A Tiwani Contemporary, uma das principais plataformas de arte contemporânea africana e de sua diáspora, encerrou permanentemente seu espaço em Londres. O escritório de Lagos também suspendeu as operações à espera de uma reestruturação. Em comunicado, a galeria atribuiu a decisão a “desafios financeiros” agravados pelo aumento dos custos operacionais e por um “mercado difícil” para a arte contemporânea.
Fundada em Londres por Maria Varnava em 2011, a Tiwani tem seu nome inspirado numa expressão iorubá nigeriana que significa “pertence a nós”. A galeria mais recentemente havia inaugurado um espaço em dois andares na Cork Street, uma das ruas mais movimentadas do circuito de galerias londrino, em 2023, e um espaço de 185 metros quadrados em Lagos em 2022, cidade onde Varnava cresceu.

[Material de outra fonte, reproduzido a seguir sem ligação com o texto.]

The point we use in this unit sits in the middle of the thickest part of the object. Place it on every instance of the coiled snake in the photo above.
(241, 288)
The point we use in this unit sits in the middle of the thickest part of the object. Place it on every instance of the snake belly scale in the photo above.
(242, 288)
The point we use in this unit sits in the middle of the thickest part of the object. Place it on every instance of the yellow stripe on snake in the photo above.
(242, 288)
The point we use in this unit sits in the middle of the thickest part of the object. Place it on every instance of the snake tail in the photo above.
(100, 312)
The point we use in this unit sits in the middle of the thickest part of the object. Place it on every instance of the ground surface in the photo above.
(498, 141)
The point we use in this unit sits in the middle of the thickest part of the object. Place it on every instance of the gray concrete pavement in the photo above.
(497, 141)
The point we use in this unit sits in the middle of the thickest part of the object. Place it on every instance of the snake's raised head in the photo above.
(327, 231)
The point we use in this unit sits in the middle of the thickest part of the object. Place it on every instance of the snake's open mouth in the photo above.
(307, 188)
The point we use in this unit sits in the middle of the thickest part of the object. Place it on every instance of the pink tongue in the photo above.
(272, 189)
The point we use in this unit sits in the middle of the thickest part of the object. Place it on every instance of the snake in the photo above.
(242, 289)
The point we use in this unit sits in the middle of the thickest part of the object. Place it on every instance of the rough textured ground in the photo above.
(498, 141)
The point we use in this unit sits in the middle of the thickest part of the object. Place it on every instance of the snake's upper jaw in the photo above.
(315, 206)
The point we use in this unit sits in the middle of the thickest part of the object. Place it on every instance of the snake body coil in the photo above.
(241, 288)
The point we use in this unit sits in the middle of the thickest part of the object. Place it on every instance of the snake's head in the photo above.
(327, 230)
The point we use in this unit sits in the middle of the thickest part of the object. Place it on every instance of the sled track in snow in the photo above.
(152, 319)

O fechamento reflete uma tendência mais ampla de contração no mercado de arte africana, que ainda não se recuperou do pico de 116,5 milhões de dólares em vendas registrado em 2022. A galeria representou artistas como Theo Eshetu, atualmente na exposição principal da Bienal de Veneza, além de ter lançado ou exposto nomes como Njideka Akunyili Crosby, Simone Leigh e Kapwani Kiwanga em fases iniciais de suas carreiras.
“Sou profundamente grata aos artistas que nos confiaram seu trabalho e aos colecionadores, curadores e colaboradores que apoiaram nossa visão”, disse Varnava. A galeria havia confirmado presença na feira Liste, em Basileia, no próximo mês, mas retirou sua participação. O processo de encerramento será conduzido pela BTG Begbies Traynor.